Once you have a clip or two, write it down before the detail fades: the latency to the first sign, what it was, where any damage was aimed, whether it escalated or cycled. That short note is your baseline, the "this is where we started" picture, and the absence diary printable is built to hold it and track it over the weeks so progress becomes visible rather than remembered. It is also what the training itself will measure against, and when you are ready our guide to the departure plan turns this evidence into a graded, kind, genuinely workable way to rebuild your dog's tolerance of being alone. Bring the clips and the notes to your vet or behaviourist: of everything you could carry into that appointment, this is the one artefact that tells them the most (Bain, 2025).

References

  1. Harvey ND, Christley RM, Giragosian K, et al. Impact of Changes in Time Left Alone on Separation-Related Behaviour in UK Pet Dogs. Animals, 2022; 12(4): 482.

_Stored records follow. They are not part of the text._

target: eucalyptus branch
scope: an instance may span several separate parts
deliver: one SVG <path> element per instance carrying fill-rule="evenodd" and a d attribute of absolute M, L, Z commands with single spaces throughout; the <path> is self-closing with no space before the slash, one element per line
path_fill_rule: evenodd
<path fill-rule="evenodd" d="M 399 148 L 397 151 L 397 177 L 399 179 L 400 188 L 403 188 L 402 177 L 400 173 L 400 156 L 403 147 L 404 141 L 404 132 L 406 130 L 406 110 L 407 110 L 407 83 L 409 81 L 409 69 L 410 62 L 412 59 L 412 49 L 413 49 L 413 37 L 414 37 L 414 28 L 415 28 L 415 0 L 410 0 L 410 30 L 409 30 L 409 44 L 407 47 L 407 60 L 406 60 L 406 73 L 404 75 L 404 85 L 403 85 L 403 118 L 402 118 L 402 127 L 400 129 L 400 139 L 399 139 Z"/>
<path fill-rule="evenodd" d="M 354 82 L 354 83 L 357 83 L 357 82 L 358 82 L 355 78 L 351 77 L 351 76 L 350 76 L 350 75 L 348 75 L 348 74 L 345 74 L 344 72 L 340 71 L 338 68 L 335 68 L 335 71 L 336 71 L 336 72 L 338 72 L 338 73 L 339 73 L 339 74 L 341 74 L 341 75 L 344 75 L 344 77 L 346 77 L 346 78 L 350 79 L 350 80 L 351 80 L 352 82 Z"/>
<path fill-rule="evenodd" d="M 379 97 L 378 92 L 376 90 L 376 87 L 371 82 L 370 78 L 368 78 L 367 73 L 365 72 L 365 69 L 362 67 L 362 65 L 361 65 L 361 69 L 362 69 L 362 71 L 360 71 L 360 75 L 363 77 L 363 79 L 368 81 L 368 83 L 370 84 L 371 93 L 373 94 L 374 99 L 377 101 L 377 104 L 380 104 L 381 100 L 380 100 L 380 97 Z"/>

  2. Bain M. Algorithmic Approach: Separation Anxiety in Dogs. Today's Veterinary Practice, 2025.
  3. Lenkei R, Farago T, Bakos V, Pongracz P. Separation-related behavior of dogs shows association with their reactions to everyday situations that may elicit frustration or fear. Scientific Reports, 2021; 11: 19207.
  4. Bradshaw JWS, McPherson JA, Casey RA, Larter IS. Aetiology of separation-related behaviour in domestic dogs. Veterinary Record, 2002; 151(2): 43-46.
  5. Palestrini C, Minero M, Cannas S, Rossi E, Frank D. Video analysis of dogs with separation-related behaviors. Applied Animal Behaviour Science, 2010; 124(1-2): 61-67.
  6. de Assis LS, Matos R, Pike TW, Burman OHP, Mills DS. Developing Diagnostic Frameworks in Veterinary Behavioral Medicine: Disambiguating Separation Related Problems in Dogs. Frontiers in Veterinary Science, 2020; 6: 499.
  7. Lund JD, Jorgensen MC. Behaviour patterns and time course of activity in dogs with separation problems. Applied Animal Behaviour Science, 1999; 63(3): 219-236.